Israel berkilah terowongan tersebut dibuat untuk menggali kuil kuno Yahudi di bawah Masjid Al-Aqsha.

Tetapi tindakan pemerintah Yahudi itu memicu kerusuhan dan bentrokan yang bahkan melibatkan polisi Palestina dengan tentara Israel.

Tindakan pemerintah Netanyahu tersebut menjadi "gong" bagi rakyat Palestina untuk mengumbar kekecewaan yang telah dalam tertanam dalam diri mereka.

Presiden AS Bill Clinton "berusaha meredakan ketegangan" dan tanggal 1 Oktober mengundang Arafat, Netanyahu, dan Raja Jordania Hussein ke pertemuan puncak di Washington.

Presiden Mesir Hosni Mubarak memboikot pertemuan itu dan tindakan tersebut terbukti memiliki alasan.

Setelah dua hari pembicaraan intensif, tak ada hasil nyata dari pertemuan itu.

Para pemimpin Israel dan Palestina sepakat untuk melanjutkan perundingan dan tim kedua pihak itu masih "berkutat" melakukan pembahasan.

Namun lagi-lagi tak ada hasil yang dicapai, apakah itu penarikan dari Al-Khalil atau penghentian peluasan permukiman Yahudi.

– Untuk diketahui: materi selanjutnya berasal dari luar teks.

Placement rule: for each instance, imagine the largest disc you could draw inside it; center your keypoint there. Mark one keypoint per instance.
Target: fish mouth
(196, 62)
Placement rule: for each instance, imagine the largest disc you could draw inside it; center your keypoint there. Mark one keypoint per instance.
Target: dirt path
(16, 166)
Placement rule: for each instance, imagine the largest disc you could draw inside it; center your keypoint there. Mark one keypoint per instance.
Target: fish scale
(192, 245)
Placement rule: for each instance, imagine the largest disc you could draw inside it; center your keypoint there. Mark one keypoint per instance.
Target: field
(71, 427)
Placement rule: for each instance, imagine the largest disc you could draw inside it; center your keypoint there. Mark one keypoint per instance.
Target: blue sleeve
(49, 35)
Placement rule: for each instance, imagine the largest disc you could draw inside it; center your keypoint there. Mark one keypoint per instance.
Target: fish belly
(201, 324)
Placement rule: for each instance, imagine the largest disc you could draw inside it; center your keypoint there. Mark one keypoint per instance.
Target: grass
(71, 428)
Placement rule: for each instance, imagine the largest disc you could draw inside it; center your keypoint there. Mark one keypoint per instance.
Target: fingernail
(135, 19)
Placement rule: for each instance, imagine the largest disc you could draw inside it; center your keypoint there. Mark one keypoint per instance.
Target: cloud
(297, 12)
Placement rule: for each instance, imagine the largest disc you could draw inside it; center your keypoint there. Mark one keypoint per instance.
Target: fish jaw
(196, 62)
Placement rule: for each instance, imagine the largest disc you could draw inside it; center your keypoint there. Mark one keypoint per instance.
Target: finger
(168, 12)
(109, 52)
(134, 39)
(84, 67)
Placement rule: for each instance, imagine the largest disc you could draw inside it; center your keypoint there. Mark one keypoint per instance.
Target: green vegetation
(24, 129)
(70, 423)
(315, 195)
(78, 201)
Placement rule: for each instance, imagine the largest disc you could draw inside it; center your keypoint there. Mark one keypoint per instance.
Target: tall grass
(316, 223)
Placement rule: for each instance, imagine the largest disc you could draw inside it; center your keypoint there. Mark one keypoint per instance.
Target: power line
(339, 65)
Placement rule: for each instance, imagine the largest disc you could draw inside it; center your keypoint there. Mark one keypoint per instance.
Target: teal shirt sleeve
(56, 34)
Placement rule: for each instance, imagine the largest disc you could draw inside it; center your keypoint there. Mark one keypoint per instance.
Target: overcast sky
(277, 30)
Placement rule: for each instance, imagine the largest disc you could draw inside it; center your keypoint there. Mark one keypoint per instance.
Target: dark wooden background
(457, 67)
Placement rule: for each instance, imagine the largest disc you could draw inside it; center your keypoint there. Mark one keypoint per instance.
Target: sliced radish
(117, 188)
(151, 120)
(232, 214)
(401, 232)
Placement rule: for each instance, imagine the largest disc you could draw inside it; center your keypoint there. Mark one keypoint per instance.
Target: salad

Kekecewaan lain yang melanda rakyat Palestina ialah demikian mudahnya pemerintah Yahudi melarang orang Palestina bekerja di Israel.

Setiap kali terjadi pergolakan atau serangan bunuh diri, pemerintah Israel selalu menutup wilayah Tepi Barat dan Jalur Gaza dan melarang puluhan ribu orang Palestina bekerja di Israel.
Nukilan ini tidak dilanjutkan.